Playback speed is at the bottom right of this dialog.

This feature lets me go through recordings more quickly, saving me time. QuickTime 7 still ships with Macs (and can be downloaded for Windows too). It can be found in the Mac’s Applications/Utilities folder.

Technical notes

  • QuickTime doesn’t add a chipmunk effect during fast playback, nor is there the “Frankenstein” effect during slower playback, unlike other audio playback software I’ve tried. The software maintains the right pitch. This speeds up the transcription process while not annoying the listener.
  • QuickTime handles many, but not all, audio formats.
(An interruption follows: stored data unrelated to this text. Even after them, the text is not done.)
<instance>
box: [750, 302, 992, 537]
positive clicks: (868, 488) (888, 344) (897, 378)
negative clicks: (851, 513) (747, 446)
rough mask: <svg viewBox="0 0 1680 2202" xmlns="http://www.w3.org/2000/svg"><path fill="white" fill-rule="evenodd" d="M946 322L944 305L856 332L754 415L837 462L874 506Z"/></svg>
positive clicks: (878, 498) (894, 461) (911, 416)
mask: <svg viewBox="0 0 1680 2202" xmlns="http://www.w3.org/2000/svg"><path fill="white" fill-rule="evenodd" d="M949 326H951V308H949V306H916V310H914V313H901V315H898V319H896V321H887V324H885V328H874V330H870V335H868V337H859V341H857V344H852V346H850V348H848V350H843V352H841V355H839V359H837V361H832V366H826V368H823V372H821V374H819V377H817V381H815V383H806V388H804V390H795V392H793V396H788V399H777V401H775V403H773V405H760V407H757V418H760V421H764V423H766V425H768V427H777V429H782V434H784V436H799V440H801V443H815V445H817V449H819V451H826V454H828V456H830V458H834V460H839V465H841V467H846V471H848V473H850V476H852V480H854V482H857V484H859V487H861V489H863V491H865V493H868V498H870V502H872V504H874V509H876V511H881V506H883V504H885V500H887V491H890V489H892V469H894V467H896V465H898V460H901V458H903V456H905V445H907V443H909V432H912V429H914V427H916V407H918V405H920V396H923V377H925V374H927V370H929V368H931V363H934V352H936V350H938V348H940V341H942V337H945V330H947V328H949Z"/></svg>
Should you record audio files using another device using Windows Media Audio (.wma) or Windows Media Video (.wmv), try the Mac add-in called Flip4Mac.

Do you record interviews straight to your computer? If you do, add your experiences to the comments below.

4 Comments
  1. Luigi,

    Great post! I didn’t realize QuickTime could be used to record interviews, so thanks for the tip. I usually record by putting my cordless phone on speaker and capture the interview on my iPhone with Voice Memo and my iPad with Sound Note as a backup.

    If I’m transcribing myself, (which I hate and outsource whenever possible), I use QuickTime 7 and slow down the playback to better match my typing speed.

    Of interest, the most recent QuickTime offers the audio recording feature for free but the older QuickTime 7 requires a PRO account upgrade for $29.99.

    I’m going to try the free method as an option and see how it compares.

    Thanks,

    Jane

    • Thanks for the comment, Jane. Glad you found this useful. On my end, I had never thought to slow down playback to match my typing speed. I’ll have to try that.

  2. Great post! I googled how to do this, and lo-and-behold! Luigi B came up as one of the top 5 on my search. I should’ve just asked you in person:) I’ll test this out soon and let you know how it goes. Thinking about getting rid of my landline, but I do still use to for interviewing, so looking for a better alternative.